[Materials Informatics] CGCNN-Transfer Learning Model For Data Deficiency Of Physical Property Values
3 main points
✔️ Crystal Graph Convolutional neural network (CGCNN) is proposed for transition learning (TL-CGCNN)
✔️ In Crystal Graph descriptor, only the crystal structure of a material is used as an explanatory variable
✔️ Pre-training with big data of easily obtainable physical properties enables highly accurate prediction of other physical properties that are difficult to obtain.
Transfer learning for materials informatics using crystal graph convolutional neural network
written by Joohwi Lee, Ryoji Asahi
(Submitted on 20 Jul 2020 (v1), last revised 29 Jan 2021 (this version, v4))
Comments: Published in Comp. Mater. Sci
Subjects: Materials Science (cond-mat.mtrl-sci); Computational Physics (physics.comp-ph)
code:
The images used in this article are from the paper or created based on it.
How to deal with the problem of poor prediction performance due to insufficient data...
Unlike fields such as computer vision and natural language processing, the number of accumulated data in the field of MI (Materials Informatics) tends to be small, and there is a problem that machine learning does not provide sufficient prediction accuracy. This is because the amount of data obtained by experiments is limited, and even simulations using computational science often require huge costs to calculate.

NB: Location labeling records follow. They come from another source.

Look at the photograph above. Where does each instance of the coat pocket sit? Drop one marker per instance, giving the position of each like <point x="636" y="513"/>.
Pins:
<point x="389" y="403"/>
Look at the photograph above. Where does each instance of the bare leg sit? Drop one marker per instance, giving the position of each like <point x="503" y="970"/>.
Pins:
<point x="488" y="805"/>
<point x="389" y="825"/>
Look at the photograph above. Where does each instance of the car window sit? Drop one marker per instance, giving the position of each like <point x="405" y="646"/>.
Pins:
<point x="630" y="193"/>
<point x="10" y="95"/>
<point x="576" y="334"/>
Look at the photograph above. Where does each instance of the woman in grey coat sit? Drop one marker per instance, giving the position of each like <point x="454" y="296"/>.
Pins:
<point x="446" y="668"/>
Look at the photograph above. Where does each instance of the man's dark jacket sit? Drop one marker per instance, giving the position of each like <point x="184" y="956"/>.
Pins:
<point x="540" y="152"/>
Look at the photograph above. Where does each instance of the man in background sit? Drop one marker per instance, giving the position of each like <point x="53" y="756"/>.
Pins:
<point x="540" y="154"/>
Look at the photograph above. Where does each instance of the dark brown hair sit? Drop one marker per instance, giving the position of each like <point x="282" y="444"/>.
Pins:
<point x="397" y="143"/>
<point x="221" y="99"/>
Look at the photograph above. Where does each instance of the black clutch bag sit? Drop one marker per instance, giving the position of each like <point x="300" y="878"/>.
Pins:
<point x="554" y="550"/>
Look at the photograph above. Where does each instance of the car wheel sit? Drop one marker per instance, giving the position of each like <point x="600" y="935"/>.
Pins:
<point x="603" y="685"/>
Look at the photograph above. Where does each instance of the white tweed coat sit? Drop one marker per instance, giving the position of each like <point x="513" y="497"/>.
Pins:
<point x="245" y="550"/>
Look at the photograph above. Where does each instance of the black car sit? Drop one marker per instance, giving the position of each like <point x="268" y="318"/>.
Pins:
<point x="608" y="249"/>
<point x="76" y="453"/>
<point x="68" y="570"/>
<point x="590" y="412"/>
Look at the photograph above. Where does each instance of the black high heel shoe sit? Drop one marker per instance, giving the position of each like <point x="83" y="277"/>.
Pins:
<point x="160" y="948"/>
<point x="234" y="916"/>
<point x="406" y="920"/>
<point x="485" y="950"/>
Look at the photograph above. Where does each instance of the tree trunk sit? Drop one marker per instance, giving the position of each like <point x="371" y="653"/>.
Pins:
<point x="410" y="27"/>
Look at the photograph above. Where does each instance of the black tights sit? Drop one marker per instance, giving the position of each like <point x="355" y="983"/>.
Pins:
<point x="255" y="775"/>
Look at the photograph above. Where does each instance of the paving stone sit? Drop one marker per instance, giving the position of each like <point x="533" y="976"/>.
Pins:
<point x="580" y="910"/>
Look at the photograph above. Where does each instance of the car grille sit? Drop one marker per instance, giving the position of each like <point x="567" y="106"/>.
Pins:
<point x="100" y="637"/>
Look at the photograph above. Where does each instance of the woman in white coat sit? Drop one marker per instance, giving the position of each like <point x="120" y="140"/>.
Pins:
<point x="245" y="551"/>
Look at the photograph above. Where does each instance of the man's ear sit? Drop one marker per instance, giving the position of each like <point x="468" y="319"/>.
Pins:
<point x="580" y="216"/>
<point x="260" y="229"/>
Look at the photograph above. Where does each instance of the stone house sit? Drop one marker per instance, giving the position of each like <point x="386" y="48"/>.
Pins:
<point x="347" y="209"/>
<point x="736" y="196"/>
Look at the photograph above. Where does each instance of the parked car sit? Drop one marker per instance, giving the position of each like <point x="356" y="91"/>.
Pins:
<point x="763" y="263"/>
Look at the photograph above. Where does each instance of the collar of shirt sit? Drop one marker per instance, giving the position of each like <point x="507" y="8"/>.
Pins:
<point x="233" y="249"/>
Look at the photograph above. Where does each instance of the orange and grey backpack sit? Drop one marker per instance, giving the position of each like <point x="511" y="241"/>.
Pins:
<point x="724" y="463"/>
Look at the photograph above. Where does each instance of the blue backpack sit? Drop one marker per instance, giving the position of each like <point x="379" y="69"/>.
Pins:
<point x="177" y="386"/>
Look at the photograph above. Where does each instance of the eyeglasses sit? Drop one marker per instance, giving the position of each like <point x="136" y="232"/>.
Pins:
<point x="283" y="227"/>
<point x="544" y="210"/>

One of the solutions is transfer learning, which has recently attracted a lot of attention in the field of MI. The idea is that a model that has been pre-trained on a property value for which big data exists can be used to predict another property value.
descriptor selection
Another important challenge in materials research is to develop versatile descriptors of materials that can predict various target variables (property values). Since the physical properties of material strongly depend on its crystal structure and constituent elements, many descriptors based on these structural properties have been developed. Examples are the Coulom matrix, SOAP (Smooth Overlap of Atomic Positions), and R3DVS (Reciprocal 3D voxel space).
Recently, CGCNN (Crystal Graph Convolutional neural network) has been proposed by Xie and Grossman, which requires only the crystal structure of material for classification and prediction tasks. The only information required for the classification and prediction task is the crystal structure of the material, and the crystal graph structure is created from the crystal structure, and the deep neural network predicts the target variable (property value) based on it.
When using a descriptor to perform transfer learning, it is important to be able to accurately predict physical properties that have a low correlation with the physical properties used in the pre-training. If the descriptor does not capture the characteristics of the material structure from the ground up, it will not be possible to perform transfer learning for various properties.
In this study, we investigate the performance of a model that combines CGCNN and transition learning (TL).
model building
CGCNN
CGCNN consists of a part to create graph structure from the crystal structure and a part of deep CNN which consists of embedding layer, convolutional layer, pooling layer, and all joining layers.
A crystal graph G is represented as a discrete descriptor of groups of atoms, atomic numbers, and distances between atoms expressed as binary numbers. Nodes represent atoms and edges represent chemical bonds, consisting of a set of atoms in the crystal structure, indirect bonds, atomic properties, and bond properties. This discrete descriptor is then transformed into a continuous descriptor in the embedding layer. The continuous descriptors are then input to the convolution layer.
In the i+1th convolutional layer, the atomic property vector vi is represented as follows
u(i,j)k: bond property vector (the kth bond between the i-th and j-th atoms) Wc: the weight matrix of the convolution, and Ws: weight matrix of self, b: bias of the t-th layer, g: soft plus function, a symbol between v and u: concatenation of v and u
However, the above equation has a problem that it is difficult to recognize the interaction between individual atoms because the atom and bond vectors of all neighboring atoms in the crystal structure share a weight matrix. Therefore, we apply the standard edge-gating technique. To do so, we use a vector z(i,j)k that summarizes the features between neighboring atoms to represent the atomic property vector vi as follows
σ: sigmoid function, ○: element-wise multiplication of σ
Xie and Grossman report better prediction performance using this method. vi is then input to the pooling layer. In this case, average pooling is used to obtain the crystal feature vector vg.
N is the number of atoms in the crystal graph
Finally, vg is input to the full coupling layer. Here, the system is trained to calculate the objective variable (property value) from vg using a nonlinear function.
TL-CGCNN
In this study, fine-tuning is employed as a method to incorporate parameters optimized by pre-learning.
Incidentally, tanh standardization was performed to align the scales of the objective variable (property values) between the pre-training task and the objective task.
About datasets and training
The crystal structures of the materials and the corresponding physical properties such as bandgap energy (Eg) and formation energy (ΔEf) were prepared from the Materials Project Database (MPD), an ab initio database. energy (ΔEf) The TL-CGCNN models were pre-trained with data from the
(If you are interested in learning more about the details of the study, you can refer to the paper.)
Results and Discussion
Comparison between CGCNN and TL-CGCNN
In the following, the model is shown as follows.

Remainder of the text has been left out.